Chronic subdural haematoma (CSDH) is invariably classified as 'neurotrauma'. However, whilst a history of trauma/fall is frequent, it is usually distant, mild or even absent. Serum S-100β > 1.38 μg/L is associated with a 100% specificity for mortality/poor outcome acutely after moderate-severe neurotrauma. Serum S-100β > 0.10 μg/L is used to screen mild neurotrauma cases for emergent neuro-imaging. Serum S-100 in controls is 0.057 μg/L. S-100β in serum or CSDH fluid (CSDHf) has not been studied. No normal 'subdural fluid' exists to compare CSDHf.

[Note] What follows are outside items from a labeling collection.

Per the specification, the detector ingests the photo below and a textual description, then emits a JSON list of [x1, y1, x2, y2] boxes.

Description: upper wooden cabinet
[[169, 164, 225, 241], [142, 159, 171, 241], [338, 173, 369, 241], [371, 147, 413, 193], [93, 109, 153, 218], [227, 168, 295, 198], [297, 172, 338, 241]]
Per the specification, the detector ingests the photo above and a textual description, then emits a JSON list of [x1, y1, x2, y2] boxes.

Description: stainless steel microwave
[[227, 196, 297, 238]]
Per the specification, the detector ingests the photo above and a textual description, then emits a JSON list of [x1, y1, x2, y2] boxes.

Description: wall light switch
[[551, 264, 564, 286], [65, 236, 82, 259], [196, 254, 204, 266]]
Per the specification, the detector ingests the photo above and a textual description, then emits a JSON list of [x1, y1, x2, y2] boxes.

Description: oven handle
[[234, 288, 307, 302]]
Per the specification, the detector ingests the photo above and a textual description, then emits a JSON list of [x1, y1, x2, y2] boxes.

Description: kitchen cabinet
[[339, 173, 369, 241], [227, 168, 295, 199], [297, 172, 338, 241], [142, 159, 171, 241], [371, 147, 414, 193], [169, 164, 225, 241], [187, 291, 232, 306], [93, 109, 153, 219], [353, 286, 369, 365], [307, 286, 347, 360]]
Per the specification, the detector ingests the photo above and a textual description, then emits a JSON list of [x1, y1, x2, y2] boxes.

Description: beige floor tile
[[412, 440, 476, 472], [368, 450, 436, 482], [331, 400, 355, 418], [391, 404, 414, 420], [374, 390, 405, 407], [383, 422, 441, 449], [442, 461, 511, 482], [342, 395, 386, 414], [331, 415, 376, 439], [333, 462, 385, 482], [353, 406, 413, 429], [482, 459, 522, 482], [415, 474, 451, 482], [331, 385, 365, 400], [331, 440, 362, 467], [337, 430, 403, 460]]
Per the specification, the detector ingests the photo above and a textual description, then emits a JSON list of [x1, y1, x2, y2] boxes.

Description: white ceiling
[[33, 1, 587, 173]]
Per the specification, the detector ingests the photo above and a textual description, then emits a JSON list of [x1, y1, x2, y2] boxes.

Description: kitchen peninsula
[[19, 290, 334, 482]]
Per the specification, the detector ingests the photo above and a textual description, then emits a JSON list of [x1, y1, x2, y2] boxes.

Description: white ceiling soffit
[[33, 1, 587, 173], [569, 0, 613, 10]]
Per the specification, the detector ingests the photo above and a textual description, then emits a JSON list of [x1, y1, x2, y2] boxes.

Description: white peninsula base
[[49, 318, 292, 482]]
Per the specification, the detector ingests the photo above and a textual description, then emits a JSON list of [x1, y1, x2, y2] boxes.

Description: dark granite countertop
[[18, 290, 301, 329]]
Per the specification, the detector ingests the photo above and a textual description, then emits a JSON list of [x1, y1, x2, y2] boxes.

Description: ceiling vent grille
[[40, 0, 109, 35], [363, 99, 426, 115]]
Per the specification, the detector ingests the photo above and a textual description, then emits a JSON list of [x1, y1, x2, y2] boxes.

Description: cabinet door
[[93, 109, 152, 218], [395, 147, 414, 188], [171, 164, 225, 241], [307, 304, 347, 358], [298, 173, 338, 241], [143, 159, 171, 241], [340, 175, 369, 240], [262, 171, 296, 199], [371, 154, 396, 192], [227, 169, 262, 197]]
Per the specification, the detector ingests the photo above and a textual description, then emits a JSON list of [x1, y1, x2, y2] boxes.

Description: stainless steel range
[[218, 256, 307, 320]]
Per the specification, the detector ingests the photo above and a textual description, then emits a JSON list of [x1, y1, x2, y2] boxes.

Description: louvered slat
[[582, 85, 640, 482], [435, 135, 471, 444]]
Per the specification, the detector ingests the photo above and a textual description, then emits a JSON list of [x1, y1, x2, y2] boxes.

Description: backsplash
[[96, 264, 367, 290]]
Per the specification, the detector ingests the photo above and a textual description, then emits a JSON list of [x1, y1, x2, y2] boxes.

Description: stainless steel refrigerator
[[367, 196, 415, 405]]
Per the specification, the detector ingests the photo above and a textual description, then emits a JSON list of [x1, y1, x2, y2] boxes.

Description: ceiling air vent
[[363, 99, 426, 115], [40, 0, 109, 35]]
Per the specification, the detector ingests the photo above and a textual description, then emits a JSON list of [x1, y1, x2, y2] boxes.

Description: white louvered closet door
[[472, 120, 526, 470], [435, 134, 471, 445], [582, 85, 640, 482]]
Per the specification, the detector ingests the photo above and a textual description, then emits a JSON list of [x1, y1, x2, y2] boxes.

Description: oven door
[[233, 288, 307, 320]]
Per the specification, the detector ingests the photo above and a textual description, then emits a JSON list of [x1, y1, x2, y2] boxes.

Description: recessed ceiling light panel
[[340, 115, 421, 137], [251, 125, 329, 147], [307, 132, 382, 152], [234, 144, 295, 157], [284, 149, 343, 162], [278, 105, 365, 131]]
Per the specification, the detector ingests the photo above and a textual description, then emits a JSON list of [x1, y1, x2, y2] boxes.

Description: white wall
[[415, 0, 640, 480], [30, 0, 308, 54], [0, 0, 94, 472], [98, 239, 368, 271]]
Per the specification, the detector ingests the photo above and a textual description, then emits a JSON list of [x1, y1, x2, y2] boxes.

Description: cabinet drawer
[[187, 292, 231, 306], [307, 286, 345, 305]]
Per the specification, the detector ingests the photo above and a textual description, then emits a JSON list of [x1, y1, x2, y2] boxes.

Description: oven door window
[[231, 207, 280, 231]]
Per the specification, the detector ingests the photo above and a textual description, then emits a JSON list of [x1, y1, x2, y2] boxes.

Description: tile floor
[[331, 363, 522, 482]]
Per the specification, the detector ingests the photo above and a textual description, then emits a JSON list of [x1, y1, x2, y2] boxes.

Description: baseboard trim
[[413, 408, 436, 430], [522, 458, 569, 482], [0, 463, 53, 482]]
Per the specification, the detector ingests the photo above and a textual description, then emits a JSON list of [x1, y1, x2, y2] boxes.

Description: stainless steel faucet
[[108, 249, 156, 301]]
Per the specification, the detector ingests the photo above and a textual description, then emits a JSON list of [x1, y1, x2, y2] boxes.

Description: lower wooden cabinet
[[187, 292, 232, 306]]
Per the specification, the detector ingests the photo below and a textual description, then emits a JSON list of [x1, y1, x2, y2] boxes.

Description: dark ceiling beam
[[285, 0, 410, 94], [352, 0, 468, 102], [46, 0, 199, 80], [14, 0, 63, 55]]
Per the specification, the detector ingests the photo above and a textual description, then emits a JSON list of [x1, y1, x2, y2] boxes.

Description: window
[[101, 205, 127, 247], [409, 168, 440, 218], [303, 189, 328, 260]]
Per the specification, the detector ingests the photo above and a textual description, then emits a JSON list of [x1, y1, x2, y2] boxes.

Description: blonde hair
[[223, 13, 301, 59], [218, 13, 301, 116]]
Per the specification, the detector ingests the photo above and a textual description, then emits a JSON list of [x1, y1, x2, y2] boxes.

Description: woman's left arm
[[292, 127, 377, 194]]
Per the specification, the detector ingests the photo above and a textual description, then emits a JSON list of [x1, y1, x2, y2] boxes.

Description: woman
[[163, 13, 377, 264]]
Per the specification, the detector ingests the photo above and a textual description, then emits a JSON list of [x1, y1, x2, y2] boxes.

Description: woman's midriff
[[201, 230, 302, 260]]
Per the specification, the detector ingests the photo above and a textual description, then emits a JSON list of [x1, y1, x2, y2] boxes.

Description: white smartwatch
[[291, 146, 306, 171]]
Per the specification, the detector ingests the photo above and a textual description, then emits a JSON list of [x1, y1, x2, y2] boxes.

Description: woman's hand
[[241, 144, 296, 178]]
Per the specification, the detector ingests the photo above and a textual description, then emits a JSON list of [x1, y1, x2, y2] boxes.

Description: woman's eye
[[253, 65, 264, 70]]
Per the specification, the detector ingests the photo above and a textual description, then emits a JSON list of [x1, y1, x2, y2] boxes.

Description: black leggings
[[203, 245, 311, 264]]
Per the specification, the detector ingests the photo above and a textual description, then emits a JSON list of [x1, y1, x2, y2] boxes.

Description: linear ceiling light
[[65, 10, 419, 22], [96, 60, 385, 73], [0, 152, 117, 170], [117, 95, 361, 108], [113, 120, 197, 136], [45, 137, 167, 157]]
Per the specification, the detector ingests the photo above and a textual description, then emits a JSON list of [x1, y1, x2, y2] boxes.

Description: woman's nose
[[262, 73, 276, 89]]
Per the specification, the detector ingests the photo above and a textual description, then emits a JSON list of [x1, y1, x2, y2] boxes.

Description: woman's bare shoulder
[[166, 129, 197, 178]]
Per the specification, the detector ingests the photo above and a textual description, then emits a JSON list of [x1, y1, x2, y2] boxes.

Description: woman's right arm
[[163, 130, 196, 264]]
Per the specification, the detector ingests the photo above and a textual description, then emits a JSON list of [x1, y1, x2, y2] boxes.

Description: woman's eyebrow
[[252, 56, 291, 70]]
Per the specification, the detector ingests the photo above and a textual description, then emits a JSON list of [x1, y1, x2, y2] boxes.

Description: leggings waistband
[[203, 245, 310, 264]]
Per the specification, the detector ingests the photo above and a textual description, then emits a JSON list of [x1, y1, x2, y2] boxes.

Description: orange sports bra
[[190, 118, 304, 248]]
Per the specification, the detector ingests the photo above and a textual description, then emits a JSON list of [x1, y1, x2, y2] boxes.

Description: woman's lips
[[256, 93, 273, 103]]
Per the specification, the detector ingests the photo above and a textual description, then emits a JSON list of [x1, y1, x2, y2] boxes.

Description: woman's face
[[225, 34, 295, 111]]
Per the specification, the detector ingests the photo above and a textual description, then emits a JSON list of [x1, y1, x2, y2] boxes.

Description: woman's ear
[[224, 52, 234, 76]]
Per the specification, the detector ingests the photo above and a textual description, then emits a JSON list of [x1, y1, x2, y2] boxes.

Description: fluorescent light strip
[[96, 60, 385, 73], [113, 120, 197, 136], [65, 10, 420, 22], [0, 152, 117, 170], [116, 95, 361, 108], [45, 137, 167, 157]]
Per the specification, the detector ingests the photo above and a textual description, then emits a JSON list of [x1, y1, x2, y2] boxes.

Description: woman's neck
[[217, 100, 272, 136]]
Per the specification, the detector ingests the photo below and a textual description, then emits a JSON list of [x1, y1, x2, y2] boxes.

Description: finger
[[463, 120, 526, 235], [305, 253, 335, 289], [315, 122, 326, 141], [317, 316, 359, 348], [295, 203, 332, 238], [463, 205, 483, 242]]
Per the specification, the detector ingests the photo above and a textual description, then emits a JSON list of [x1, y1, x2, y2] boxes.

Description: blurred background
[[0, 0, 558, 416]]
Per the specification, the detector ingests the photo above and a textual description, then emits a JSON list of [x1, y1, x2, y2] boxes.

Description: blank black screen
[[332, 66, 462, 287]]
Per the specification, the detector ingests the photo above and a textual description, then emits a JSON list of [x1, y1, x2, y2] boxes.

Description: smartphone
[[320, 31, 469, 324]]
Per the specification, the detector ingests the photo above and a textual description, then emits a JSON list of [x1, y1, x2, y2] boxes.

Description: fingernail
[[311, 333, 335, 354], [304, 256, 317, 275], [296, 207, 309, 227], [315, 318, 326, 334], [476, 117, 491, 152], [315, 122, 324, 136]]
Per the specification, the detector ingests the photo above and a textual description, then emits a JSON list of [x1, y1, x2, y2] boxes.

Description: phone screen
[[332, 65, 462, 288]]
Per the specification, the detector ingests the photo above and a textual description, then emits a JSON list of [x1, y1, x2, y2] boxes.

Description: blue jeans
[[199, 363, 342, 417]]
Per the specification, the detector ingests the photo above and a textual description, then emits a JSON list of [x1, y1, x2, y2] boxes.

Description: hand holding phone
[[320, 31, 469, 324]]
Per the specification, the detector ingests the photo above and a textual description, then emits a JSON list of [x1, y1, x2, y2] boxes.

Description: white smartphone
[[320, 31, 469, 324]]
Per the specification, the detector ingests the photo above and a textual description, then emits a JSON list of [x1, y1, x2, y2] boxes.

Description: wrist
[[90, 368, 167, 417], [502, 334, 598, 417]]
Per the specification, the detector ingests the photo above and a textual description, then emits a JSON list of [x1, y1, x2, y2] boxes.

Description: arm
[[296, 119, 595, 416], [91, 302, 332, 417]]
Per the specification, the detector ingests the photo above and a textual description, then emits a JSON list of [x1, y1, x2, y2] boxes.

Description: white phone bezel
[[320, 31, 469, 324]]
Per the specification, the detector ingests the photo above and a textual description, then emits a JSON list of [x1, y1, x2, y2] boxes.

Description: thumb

We measured serum and CSDHf S-100β at surgical drainage in a novel prospective single-centre cohort. Of n = 86/86 (100%, M65, age 73 ± 13yrs), n = 66 (76%) reported mild trauma/fall 31 ± 23 days previously. N = 54 (63%) presented with good clinical Markwalder Grade (MG: 0-1). Paired serum and CSDHf S-100β samples were obtained in n = 45. CSDHf S-100β (n = 80) was elevated (0.9 ± 0.6 μg/L), was significantly higher than serum S-100β (n = 51) (0.33 ± 0.05 μg/L, P = 0.002), and was significantly correlated with midline-shift (r = 0.43, P = 0.005) and CSDH volume (r = 0.225, P = 0.046). CSDHf S-100β was not significantly associated with any demographic factor, co-morbidity or outcome measure. CONCLUSIONS: Despite expectations, S-100β was elevated in serum CSDH, but was significantly higher in CSDHf. Indeed, CSDHf S-100β approached serum levels associated with a poor prognosis after acute-neurotrauma. However, CSDHf S-100β did not represent a biomarker for trauma nor functional outcome. Whilst the non-traumatic source for on-going S-100β release could not be determined, prolonged compression of an atrophic brain, subsequent CSF leakage, or 'subdural-space' meningeal disruption/proliferation, represent theoretical possibilities. Elevated S-100β may therefore not be specific for mild-moderate-severe acute neurotrauma. Alternative non-traumatic intra-cranial mechanisms evidently also exist.